Carriers usually have no symptoms or signs of excess androgens and do not need treatment.

What Tests Should I Request to Confirm My Clinical Dx? In addition, what follow-up tests might be useful?

Tests to confirm CAH include:

Early morning baseline serum 17OHP in symptomatic individuals

Complete individual adrenocortical profile after Adrenocorticotropic Hormone (ACTH) stimulation test to differentiate 21OHD from other enzyme defects and to make diagnosis in borderline cases (This is the best diagnostic test. This is the measurement of 17OHP before and after 60 minutes, intravenous bolus.)

Genotyping (This should be requested only when results of adrenocortical profile after ACTH stimulation tests are indeterminate or for purposes of genetic counseling.) (Table 1)

Table 1.
Enzyme Deficiency Prevalence in the diagnosed cases Steroids Elevated Steroids Decreased
21-OHD 90% 17-OHP Aldosterone/Cortisol
11-OHD 5-8% Androstenedione Deoxycortisol Cortisol, Aldosterone +/-
3BOHD Rare DHEA, 17-OHP Aldosterone, Cortisol, Testosterone
17-AHD Rare Corticosterone Cortisol, Testosterone
Chol Desmolase Rare None All

Screening for 21OHD should be performed in all new born screening programs, using a 2-tier protocol (initially by immunoassay with further evaluation by positive tests by HPLC-Mass Spectrometry).

First Tier screens for CAH should measure 17OHP on dried blood spots on the same dried blood spots or Guthrie cards as for other new born screening tests.

Are There Any Factors That Might Affect the Lab Results? In particular, does your patient take any medications – OTC drugs or Herbals – that might affect the lab results?

Because of significant diurnal variations in adrenal hormones, morning testing and blood collections are recommended.

Due to the lack of specificity in immunoassay for the measurements of various adrenal steroid metabolites, use of highly specific and HPLC-Mass Spectrometry methods for the detection of these hormones is recommended.

These steroids can be increased in premature infants and illness.

Neonatal hematocrits are wide (40-70%), which artifactually raises or lowers blood spot 17-OHP concentrations.

What Lab Results Are Absolutely Confirmatory?

Various enzymatic defects potentially causing CAH can be differentiated by measuring 17OHP, cortisol, deoxycorticosterone, 11-deoxycortisol, 17-OH pregnenolone, dehydroxyepiandrosterone (DHEA), and androstenedione after ACTH stimulation.

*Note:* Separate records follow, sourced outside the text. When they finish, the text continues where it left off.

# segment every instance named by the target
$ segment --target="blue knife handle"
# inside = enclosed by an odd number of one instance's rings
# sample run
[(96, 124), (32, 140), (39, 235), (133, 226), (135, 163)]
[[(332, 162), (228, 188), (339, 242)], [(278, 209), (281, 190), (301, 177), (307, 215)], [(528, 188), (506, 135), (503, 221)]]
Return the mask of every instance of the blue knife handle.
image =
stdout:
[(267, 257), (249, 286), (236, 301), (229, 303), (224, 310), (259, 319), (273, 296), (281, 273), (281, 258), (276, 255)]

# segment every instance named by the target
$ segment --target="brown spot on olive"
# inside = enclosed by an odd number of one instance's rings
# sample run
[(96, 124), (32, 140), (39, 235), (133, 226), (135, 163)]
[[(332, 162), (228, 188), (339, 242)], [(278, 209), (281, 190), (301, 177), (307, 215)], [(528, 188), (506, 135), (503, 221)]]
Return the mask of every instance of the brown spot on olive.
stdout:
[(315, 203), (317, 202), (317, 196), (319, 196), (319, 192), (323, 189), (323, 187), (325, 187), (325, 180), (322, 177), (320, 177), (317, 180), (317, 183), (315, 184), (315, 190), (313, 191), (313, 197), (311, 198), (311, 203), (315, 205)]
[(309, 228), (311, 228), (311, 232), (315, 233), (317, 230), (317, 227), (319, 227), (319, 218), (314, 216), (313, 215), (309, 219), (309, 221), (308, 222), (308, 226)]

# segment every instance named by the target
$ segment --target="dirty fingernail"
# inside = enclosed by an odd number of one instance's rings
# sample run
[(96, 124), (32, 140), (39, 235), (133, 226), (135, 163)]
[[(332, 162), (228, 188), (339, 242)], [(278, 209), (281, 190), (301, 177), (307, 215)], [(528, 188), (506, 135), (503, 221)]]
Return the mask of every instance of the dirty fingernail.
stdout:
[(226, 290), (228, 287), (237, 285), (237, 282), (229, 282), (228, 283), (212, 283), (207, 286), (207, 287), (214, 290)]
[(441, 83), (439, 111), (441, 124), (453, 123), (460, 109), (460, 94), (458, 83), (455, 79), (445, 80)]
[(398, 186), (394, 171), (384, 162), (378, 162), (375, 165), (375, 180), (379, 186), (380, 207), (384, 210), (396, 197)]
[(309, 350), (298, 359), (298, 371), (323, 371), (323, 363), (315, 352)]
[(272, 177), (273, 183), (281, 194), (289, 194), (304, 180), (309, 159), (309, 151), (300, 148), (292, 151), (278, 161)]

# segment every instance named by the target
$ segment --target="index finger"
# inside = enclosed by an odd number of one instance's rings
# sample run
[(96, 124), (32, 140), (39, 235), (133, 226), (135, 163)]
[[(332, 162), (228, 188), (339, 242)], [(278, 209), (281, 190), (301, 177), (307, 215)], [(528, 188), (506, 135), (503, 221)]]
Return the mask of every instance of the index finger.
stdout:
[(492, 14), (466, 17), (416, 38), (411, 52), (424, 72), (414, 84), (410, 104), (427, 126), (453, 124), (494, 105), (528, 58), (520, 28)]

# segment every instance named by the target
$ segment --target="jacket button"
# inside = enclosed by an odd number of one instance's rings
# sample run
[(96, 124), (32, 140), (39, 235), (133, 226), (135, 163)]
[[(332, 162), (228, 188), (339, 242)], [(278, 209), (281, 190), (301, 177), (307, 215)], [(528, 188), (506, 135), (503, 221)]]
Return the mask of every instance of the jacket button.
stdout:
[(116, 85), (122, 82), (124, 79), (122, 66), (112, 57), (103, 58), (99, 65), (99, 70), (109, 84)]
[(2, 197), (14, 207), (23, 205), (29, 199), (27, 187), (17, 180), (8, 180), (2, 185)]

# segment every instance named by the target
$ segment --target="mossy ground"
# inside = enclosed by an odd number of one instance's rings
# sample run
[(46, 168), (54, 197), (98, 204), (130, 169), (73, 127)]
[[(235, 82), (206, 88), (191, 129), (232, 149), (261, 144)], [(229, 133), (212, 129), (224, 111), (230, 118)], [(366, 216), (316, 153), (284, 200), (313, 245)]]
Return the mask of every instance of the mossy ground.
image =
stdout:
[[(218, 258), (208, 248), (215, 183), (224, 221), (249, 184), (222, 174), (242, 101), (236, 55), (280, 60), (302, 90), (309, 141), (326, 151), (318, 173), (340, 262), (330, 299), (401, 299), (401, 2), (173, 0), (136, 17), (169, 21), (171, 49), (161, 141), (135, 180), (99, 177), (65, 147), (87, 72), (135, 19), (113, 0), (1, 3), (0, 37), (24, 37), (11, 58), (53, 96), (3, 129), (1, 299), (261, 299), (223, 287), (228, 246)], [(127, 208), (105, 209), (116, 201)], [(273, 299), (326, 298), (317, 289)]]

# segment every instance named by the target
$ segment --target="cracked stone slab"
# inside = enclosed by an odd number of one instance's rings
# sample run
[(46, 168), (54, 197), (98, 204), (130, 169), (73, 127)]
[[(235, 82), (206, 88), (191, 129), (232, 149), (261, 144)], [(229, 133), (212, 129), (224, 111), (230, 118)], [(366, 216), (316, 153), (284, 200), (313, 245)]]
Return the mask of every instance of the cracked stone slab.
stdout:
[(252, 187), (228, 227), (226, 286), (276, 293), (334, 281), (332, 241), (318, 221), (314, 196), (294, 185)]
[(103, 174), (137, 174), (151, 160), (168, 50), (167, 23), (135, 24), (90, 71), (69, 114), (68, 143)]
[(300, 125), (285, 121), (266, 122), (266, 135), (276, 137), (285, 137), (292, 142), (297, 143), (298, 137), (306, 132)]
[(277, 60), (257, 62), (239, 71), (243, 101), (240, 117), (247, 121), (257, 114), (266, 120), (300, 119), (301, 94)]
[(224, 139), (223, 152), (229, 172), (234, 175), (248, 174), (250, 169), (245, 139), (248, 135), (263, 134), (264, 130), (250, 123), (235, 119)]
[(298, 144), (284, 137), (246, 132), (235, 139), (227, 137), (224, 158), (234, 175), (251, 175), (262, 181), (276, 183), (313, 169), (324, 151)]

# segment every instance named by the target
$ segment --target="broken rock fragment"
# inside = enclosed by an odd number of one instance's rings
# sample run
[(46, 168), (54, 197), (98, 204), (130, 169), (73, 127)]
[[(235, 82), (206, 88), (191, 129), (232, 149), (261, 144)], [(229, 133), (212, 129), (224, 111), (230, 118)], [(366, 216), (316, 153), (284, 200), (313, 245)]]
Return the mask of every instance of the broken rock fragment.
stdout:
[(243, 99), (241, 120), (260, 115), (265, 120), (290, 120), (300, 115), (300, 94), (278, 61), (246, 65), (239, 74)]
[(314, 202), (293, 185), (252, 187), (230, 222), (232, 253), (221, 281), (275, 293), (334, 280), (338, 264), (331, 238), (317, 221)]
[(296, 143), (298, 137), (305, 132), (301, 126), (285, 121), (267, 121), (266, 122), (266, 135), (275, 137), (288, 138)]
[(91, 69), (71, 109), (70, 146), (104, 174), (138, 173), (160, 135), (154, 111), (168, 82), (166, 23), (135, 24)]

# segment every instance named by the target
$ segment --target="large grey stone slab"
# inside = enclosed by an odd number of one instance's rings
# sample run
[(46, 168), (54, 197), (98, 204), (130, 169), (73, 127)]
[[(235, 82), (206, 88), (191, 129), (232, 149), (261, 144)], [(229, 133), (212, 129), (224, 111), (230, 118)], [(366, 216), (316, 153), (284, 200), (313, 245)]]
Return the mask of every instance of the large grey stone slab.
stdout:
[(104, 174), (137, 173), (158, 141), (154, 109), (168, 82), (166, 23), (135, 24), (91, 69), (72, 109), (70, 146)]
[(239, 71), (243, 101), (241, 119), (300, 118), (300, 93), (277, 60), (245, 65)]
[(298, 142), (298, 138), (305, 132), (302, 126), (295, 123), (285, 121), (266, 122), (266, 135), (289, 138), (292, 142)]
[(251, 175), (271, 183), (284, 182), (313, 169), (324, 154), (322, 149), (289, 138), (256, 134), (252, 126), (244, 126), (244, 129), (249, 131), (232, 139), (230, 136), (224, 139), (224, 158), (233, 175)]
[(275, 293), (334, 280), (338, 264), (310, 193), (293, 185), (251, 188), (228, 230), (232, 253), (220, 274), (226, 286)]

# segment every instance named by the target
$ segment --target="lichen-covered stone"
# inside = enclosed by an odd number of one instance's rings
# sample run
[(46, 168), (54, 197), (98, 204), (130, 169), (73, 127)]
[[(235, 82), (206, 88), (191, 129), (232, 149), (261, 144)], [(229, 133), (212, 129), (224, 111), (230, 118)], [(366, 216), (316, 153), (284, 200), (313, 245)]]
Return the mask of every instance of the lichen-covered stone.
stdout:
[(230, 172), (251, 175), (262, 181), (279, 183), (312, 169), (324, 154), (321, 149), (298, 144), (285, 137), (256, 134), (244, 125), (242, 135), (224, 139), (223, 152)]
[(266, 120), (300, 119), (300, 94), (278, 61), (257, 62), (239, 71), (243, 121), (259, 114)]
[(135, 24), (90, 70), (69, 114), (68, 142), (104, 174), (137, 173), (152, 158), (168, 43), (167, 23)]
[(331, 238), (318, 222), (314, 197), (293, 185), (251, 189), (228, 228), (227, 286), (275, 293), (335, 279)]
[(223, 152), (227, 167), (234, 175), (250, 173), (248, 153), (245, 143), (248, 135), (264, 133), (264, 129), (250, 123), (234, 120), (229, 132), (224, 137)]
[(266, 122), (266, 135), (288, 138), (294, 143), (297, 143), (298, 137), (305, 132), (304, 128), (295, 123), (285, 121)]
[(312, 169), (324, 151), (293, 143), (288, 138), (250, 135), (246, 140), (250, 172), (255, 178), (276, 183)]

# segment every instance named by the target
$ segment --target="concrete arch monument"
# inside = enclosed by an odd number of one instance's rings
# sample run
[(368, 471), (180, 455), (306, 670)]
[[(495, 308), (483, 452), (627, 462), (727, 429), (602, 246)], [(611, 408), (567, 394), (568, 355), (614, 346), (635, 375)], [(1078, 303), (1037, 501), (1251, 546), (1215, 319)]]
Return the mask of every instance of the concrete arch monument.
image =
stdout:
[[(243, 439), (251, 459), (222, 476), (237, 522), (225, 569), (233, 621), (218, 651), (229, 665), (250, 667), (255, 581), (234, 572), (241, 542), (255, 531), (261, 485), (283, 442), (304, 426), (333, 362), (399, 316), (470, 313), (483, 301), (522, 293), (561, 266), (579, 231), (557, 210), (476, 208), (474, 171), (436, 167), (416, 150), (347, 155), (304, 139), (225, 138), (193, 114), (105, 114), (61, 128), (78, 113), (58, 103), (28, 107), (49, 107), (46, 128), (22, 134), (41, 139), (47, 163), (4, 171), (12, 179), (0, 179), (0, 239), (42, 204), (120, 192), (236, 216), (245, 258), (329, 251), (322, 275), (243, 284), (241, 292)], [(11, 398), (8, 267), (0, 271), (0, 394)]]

Steroid profiling by HPLC-Mass Spectrometry in either serum or urine may supplant stimulation tests.

What Tests Should I Request to Confirm My Clinical Dx? In addition, what follow-up tests might be useful?

Result Interpretation for the diagnosis of CAH
  • Baseline 17OHP

  • >10,000 ng/dL (likely classic CAH)

  • 200-10,000 ng/dL (likely nonclassic CAH)

  • <200 ng/dL (likely unaffected or likely nonclassic CAH)

  • 17OHP Post ACTH stimulation test:

  • >10,000 ng/dL (classic CAH)

  • 1000-10,000 ng/dL (nonclassic CAH)

  • <990 ng/dL (likely unaffected or Heterozygote)

Are There Any Factors That Might Affect the Lab Results? In particular, does your patient take any medications – OTC drugs or Herbals – that might affect the lab results?

17OHP levels are normally higher at birth and decrease rapidly during the first few postnatal days. Diagnostic accuracy is poor the first 2 days.

Cut off values of 17OHP screening tests vary by lab and assay. Minimally elevated 17OHP levels might warrent second tier screen for the same blood sample, whereas moderately elevated 17OHP levels may be followed up with a repeated specimen. In this case, 17OHP levels by Mass Spectrometry method is recommended.